Oh Jessie you always do this every time I get back on my feet
Jessie paint your pictures
About how it’s gonna be
By now I should know better
Your dreams are never free
But tell me all about our little trailer by the sea
Oh Jessie you can always sell any dream to me
Oh Jessie you can always sell any dream to me…
Donna appears, like Jesse, to be a “slut” type, a girl who can’t be nice to the nice guy who loves her even as she falls passionately in love with her abuser, as though a fan of cheap romances who believes that she is the Scarlet who can make Rhett a nice man. Yet Donna is not truly that way. No, Donna rejects the nice guy because intimacy is painful to autistic women, and accepts the nastier man for two reasons: 1) Donna can not distinguish between cruelty and love, all because of autism; and 2) Donna’s own mother was abusive, making fun of her for playing a song she thought she made up that was truly Beethoven’s. It was the irony that Donna Williams’ mother revealed how beautifully her daughter played music while making fun of her as having “no talent.”
Autism involves the inability of the brain to distinguish in importance a person’s facial expression and a fly on the wall. That is why autistic people can not “read” facial expressions. That is why though they may love they have difficulty understanding the feeling. That is why when they are touched physically, they feel pain. They lack “empathy.” Supposedly they do. Donna Williams’s friend Temple Grandin practically has a sixth sense where animals are concerned. Yet they have trouble doing things like reading novels because language is not a strength of autistic people. And while Temple Grandin is well adjusted to having autism, Donna Williams has written that her autism is a prison, and she longed for romantic love the way people say autistic people cannot feel. Temple Grandin and her husband–Temple did marry–peacefully sleep in separate beds, content with companionship but knowing sexual intimacy is something that is too complex and disturbing for them. Donna Summers, I believes, has wanted to chart and perhaps has charted the darker waters of romantic love her whole life.

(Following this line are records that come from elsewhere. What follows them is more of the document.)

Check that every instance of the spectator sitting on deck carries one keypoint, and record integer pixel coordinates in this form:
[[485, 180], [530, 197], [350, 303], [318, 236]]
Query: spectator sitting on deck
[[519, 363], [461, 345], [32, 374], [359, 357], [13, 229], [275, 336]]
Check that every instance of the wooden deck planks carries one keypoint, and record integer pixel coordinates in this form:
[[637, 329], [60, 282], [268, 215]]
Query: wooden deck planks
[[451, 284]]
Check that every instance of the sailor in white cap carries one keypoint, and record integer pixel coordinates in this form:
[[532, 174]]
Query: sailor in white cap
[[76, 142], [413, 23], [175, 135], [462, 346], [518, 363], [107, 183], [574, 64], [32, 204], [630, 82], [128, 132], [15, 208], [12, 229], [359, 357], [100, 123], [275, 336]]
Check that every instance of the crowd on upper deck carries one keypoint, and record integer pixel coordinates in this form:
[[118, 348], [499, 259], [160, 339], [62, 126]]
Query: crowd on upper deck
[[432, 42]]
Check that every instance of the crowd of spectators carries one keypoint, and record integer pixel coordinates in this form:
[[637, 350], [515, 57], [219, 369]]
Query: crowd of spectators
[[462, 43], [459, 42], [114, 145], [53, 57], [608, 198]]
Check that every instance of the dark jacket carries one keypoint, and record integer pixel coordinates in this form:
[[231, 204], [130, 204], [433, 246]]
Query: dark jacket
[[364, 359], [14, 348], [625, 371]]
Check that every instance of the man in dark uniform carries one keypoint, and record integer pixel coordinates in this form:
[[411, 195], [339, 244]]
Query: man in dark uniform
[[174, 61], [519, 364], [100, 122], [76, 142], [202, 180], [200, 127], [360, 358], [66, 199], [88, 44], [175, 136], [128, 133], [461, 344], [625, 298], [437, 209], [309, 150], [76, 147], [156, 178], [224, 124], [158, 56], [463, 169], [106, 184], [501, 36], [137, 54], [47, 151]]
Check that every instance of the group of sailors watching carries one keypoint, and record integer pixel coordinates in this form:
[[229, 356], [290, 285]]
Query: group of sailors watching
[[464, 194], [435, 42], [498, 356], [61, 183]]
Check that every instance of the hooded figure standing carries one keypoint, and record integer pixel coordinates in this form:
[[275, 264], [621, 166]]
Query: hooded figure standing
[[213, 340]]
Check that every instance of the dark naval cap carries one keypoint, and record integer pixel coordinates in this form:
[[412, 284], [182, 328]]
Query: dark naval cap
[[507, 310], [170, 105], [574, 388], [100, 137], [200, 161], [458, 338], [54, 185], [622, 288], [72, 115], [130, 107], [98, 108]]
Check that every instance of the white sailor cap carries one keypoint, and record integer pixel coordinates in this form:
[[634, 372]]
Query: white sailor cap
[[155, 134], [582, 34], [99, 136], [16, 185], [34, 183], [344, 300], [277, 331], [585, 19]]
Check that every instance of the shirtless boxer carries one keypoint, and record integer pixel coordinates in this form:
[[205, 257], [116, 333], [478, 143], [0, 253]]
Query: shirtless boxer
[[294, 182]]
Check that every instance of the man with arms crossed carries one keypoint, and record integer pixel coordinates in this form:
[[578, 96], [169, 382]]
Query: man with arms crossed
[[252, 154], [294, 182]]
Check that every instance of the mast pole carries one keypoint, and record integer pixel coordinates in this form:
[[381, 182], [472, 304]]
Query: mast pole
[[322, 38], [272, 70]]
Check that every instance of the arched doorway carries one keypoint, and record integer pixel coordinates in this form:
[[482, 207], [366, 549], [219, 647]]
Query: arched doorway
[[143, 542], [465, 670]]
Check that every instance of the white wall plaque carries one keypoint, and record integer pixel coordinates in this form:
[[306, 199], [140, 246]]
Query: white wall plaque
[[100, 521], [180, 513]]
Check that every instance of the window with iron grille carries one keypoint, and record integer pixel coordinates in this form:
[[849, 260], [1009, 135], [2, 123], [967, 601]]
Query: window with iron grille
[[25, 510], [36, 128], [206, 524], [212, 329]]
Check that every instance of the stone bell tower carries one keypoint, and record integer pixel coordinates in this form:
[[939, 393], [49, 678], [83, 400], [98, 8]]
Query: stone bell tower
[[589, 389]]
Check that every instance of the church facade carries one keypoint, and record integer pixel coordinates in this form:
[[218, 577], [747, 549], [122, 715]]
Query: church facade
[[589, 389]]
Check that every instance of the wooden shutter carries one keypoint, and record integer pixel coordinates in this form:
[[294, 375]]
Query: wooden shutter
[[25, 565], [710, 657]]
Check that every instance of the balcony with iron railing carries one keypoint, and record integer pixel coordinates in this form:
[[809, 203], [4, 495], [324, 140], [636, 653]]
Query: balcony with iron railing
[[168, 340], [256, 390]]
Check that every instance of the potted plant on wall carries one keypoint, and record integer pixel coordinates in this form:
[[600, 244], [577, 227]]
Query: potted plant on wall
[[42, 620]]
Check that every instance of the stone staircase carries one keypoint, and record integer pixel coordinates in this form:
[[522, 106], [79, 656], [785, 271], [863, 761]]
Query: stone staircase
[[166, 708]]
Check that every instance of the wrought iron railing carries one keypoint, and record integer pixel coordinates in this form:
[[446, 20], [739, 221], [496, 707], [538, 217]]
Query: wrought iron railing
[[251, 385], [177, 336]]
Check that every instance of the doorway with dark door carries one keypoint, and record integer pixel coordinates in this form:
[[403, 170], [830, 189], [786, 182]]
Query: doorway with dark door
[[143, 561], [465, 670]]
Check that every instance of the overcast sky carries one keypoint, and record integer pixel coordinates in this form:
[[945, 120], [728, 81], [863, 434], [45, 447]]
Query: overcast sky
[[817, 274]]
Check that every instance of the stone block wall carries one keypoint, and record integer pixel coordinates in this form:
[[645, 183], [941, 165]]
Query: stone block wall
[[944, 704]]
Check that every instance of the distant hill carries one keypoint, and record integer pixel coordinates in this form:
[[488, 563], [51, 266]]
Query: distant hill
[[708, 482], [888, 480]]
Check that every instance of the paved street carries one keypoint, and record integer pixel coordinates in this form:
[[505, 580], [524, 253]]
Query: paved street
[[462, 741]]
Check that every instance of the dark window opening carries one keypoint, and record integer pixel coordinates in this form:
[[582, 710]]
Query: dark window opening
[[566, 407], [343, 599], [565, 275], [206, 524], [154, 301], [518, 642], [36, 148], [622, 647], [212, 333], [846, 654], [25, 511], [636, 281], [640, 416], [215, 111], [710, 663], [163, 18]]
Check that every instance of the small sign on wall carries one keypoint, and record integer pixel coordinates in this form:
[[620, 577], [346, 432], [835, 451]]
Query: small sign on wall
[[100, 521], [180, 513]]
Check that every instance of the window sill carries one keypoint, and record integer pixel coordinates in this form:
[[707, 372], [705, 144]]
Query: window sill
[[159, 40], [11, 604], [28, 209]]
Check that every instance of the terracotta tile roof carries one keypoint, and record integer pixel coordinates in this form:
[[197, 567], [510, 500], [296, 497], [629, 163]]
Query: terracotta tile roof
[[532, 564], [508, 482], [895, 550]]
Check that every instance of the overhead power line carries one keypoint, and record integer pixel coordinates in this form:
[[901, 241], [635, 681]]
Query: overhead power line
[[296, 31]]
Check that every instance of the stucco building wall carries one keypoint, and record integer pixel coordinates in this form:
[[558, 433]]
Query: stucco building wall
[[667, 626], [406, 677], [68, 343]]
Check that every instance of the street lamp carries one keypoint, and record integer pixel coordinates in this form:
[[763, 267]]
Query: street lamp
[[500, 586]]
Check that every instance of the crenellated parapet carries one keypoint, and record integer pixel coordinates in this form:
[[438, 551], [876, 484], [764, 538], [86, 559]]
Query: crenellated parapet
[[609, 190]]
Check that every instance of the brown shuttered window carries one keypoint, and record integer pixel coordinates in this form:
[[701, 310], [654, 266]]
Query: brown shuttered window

Someday soon I shall write about the Bipolar Schizoaffective Love Story. It is the polar opposite of what autism appears to be: unemotional, detached, cold. Bipolar patients go through emotional extremes of ecstasy and despair. Schizoaffective Disorder involves “hearing voices.” Someday I shall tell it. Yet not today. I will only say now that because I have Bipolar Schizoaffective Disorder, I cannot accept that the .5 percent of the population with autism or the larger percentage of the population with “autistic spectrum disorder” do not feel. If I could, I would prove even Borderline patients, the so-called “Psychopaths” are really broken people deeply wish they were normal and just as deeply wish to be loved.
That is why I write about Donna Sommer’s two tragic love affairs, though by rights to write about her I ought to have thoroughly reread Nobody Nowhere and read Somebody Somewhere for the first time.